You see, I am in Manhattan and I am working and I am trying and I am writing and I am breathing much more than I did when I lived home on Long Island. My mother tries to come here on Sundays to have brunch with me, for we are Italian and very selective about our meals. Not to say any other ethnicity is not selective about their repasts, but I just know that I won’t settle for a bad bowl of pasta.

My mother, brown-eyed and more intelligent than every scholar I have met here, is a reminder of why I am at this school and paying for a degree. Can I receive a degree in life? I am here to write and I am here to place more knowledge in my head than it can fit.

I had said earlier that I had come to the hasty conclusion that today, now, 2012, is a beautiful time to be alive. An African-American President is up for re-election, and I am able to cast a ballot and elect him as leader of the free world? Is free world capitalized? There is so much destruction a few blocks down in an unfortunate vicinity of blocks. Then to the other side of my building, is the opulence that is the Upper East Side of Central Park. The contrast is surreal. The opportunities, nevertheless, are bountiful. No opportunity dissolved because I was raised in a single-parent home for half of my childhood, and I know many more humans than not who were raised in single-parent homes. They are all fine, fine humans.

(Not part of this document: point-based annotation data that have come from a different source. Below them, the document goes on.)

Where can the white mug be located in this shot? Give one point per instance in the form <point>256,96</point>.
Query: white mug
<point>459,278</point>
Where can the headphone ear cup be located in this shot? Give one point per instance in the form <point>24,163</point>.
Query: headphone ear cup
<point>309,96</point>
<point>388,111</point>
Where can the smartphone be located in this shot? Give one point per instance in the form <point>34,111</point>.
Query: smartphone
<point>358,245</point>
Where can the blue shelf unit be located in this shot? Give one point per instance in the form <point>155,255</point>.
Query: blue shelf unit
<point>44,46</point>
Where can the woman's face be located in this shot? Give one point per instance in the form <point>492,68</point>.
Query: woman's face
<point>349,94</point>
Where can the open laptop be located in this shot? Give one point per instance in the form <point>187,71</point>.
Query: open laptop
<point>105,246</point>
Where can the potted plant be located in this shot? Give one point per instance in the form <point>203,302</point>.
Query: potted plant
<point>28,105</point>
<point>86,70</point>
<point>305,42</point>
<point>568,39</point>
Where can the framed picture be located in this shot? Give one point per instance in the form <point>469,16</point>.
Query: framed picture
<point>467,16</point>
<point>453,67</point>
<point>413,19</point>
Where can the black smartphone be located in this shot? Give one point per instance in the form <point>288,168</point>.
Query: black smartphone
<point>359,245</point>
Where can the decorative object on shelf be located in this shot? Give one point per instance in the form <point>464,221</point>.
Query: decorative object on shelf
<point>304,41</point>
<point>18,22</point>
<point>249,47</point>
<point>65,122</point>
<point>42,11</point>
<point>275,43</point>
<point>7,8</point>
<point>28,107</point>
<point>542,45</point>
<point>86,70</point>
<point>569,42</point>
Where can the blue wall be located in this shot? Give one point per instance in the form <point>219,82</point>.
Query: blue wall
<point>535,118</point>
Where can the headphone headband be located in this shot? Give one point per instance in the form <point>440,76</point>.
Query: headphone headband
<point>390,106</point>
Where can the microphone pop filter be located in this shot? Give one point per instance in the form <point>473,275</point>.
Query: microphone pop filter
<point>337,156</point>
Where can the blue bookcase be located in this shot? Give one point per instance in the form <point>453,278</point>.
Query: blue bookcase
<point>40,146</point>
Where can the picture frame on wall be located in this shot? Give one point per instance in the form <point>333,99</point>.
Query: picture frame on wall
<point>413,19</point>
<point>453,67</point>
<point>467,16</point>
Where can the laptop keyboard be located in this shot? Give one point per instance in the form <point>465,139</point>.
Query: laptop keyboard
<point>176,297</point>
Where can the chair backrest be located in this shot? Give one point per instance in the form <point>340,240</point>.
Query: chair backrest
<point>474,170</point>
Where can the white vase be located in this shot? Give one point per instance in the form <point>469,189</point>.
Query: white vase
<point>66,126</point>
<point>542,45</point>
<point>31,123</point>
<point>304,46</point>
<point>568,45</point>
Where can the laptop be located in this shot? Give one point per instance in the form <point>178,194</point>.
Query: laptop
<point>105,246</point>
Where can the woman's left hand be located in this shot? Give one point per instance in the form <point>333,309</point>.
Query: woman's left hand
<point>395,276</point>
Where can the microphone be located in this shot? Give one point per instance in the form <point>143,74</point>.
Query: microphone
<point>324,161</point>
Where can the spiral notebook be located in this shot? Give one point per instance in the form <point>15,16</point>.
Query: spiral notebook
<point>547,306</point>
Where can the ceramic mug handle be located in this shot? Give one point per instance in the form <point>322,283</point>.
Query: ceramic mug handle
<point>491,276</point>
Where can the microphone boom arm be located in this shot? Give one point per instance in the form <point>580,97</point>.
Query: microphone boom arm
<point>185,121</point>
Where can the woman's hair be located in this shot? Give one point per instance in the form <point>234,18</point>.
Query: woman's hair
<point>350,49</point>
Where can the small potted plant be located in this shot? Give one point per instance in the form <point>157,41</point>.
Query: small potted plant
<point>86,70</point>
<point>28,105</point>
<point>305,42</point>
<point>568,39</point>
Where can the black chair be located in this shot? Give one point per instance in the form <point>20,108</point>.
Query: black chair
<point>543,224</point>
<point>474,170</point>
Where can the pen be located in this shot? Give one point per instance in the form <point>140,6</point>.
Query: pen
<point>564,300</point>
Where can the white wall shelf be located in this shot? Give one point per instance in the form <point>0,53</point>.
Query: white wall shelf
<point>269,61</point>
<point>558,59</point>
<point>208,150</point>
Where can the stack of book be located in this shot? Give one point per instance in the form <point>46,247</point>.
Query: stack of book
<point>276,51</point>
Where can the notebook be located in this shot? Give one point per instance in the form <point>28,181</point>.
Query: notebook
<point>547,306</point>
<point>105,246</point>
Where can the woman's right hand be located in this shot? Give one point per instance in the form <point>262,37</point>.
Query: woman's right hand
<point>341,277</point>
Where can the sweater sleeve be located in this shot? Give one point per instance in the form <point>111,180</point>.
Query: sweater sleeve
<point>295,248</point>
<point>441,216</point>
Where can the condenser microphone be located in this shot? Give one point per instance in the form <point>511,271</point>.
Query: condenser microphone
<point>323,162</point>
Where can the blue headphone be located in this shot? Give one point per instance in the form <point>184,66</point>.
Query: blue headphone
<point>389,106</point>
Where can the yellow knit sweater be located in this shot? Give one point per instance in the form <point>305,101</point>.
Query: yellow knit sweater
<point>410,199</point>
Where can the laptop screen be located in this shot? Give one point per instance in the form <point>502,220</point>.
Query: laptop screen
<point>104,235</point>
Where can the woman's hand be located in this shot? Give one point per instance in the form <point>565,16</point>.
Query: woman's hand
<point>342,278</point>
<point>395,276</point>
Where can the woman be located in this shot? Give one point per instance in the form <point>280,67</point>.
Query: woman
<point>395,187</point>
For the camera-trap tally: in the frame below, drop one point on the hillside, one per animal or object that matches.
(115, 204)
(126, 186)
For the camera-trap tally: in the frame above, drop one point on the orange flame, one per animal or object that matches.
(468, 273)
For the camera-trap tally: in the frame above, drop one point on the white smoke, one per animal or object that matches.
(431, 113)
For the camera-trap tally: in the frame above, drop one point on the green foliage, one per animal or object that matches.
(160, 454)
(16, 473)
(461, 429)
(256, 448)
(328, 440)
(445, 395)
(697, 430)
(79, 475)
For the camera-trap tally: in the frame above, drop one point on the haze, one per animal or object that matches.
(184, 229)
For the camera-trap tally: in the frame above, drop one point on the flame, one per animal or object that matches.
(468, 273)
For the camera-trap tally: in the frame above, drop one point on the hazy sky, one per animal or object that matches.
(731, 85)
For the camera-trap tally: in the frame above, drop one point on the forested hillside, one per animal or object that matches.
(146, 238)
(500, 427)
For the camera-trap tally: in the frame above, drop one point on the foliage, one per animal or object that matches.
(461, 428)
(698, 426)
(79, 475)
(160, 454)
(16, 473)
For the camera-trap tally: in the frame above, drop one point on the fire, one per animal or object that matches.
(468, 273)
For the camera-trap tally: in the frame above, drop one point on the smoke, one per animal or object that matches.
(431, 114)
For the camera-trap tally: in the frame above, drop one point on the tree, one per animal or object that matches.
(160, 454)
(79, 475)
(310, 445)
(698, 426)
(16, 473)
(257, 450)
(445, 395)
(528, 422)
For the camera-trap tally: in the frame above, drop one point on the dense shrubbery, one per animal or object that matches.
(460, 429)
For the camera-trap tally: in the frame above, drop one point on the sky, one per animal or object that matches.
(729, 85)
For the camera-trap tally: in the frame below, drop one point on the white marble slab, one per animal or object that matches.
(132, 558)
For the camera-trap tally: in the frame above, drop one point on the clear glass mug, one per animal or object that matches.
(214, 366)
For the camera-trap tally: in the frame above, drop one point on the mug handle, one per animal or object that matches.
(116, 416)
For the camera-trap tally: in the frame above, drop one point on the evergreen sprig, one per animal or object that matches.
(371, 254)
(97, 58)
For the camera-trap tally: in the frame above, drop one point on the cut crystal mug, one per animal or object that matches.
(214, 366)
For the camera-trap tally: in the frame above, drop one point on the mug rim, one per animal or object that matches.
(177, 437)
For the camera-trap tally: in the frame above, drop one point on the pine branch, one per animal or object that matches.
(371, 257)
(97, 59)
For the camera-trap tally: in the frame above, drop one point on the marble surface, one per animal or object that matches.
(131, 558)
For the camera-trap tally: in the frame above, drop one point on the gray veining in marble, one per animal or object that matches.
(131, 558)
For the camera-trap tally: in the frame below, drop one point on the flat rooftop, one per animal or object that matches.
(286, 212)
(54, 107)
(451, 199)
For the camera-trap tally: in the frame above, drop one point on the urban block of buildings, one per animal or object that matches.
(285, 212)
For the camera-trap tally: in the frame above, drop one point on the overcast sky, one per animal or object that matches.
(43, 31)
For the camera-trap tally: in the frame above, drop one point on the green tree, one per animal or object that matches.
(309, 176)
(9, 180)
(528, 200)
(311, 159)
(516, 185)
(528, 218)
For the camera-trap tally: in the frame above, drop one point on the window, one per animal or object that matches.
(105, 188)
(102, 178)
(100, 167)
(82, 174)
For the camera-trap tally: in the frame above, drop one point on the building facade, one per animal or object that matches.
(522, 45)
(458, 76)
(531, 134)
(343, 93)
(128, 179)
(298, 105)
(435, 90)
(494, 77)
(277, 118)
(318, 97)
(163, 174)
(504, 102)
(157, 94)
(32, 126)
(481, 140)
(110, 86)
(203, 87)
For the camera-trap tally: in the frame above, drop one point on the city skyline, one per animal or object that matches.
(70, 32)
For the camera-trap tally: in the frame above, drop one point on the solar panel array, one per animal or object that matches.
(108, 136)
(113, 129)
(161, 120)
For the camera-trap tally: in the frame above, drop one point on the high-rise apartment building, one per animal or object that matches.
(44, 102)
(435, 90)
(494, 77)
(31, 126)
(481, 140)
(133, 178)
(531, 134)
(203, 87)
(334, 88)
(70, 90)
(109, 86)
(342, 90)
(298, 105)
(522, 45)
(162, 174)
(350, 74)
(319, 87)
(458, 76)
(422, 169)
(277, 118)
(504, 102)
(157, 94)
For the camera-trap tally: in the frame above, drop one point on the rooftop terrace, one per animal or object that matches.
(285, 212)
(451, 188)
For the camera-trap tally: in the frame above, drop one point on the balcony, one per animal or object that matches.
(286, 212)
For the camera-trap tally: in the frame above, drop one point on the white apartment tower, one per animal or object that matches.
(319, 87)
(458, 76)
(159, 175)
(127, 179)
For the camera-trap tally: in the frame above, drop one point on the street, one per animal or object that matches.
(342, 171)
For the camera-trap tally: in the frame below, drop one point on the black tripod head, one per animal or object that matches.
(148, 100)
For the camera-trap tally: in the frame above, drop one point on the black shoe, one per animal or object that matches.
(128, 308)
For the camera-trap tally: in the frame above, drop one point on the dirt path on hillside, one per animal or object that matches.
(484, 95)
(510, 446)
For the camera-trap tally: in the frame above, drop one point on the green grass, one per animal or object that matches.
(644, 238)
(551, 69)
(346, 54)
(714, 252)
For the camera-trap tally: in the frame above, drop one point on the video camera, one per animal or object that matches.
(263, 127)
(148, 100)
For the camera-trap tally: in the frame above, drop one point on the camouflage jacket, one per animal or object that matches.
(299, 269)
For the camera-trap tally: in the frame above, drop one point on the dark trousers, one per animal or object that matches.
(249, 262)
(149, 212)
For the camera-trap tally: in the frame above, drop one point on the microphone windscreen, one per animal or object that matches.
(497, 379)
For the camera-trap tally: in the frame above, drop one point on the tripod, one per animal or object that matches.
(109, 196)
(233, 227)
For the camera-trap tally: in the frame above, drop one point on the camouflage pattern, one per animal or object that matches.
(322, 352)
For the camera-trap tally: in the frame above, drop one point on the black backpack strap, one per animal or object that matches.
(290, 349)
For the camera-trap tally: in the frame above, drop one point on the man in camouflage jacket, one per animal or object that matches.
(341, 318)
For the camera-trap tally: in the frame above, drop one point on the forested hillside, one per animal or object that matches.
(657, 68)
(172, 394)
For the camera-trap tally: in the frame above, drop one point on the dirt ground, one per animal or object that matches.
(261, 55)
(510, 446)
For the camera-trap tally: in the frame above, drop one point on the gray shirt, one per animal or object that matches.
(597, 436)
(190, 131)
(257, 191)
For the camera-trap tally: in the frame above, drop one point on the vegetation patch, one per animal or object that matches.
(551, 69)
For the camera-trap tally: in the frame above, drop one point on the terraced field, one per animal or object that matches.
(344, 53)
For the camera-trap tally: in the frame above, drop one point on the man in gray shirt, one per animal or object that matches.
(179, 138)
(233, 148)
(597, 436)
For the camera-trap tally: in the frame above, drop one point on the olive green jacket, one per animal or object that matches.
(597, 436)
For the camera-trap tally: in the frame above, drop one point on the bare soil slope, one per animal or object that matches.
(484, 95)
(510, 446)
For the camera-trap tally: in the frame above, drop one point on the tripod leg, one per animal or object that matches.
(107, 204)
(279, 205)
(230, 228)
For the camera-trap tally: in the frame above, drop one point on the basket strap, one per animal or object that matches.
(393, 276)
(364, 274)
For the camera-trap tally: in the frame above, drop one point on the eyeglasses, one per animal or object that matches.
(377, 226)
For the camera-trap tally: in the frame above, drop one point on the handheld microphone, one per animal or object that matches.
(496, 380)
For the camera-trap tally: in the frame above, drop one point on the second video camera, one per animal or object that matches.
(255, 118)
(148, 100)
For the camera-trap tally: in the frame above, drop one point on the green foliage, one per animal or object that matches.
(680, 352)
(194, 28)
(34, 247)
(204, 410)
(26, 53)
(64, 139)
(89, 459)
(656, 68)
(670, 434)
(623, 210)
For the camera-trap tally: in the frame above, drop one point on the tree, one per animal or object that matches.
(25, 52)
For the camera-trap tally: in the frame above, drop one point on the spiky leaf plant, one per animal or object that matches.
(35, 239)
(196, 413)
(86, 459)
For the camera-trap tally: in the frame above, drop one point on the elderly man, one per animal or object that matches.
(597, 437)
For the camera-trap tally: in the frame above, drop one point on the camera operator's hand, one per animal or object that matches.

Albert Einstein once said that if we did all the things that we are capable of doing, we would literally astound ourselves.

There is no time to do everything we are capable of doing. I know this. If I could bring together the residents of the south of my building with the residents of the north of my building for a feast, I would. I know I am capable of attempting it and I know the effort I could put forth is present in my body and that would literally astound me but alas… I could never do that. I know the world in which I dwell and I know that it is not ready for mass gatherings, literally and figuratively, of people who are so fearful of each other. I know that the world in which I dwell is not ready for my mother and father to sit down in a room together to dissect the intricacies of a disastrous separation.

I don’t know where to draw the line with these things, so I’ll wrap it up as best I can.

My opportunities are here in this city and I know I will live here and die here. My mother, remarkably strong like that of a tree trunk that has withheld hurricanes and withered but still towers, brought me into this world with knowledge of persistence and desire.

I know that if I die when I am 106 years old, I will have lived in the 20th, 21st, and 22nd centuries. If and when I die when I am 106 years old of natural causes or of pure poisonous happiness, I hope that I had taken advantage of everything pure around me both breathing and not.

Once in a living room on Long Island I saw a parodied t-shirt that read, “I heart New York, but only as a friend.” I love New York, maybe as more than a friend. As my home and my origin, roots of my desire and my drive.

I know I want to embody my mother and I want to embody every good soul who I have ever come across. “Single mother” has a new connotation than it did ten, maybe twenty years ago. I am a product of a single mother, which I define as “noun. A Flower. A translucent flower made of yellow tissue paper that I wish to save forever and smells of lovely conversations and embraces.”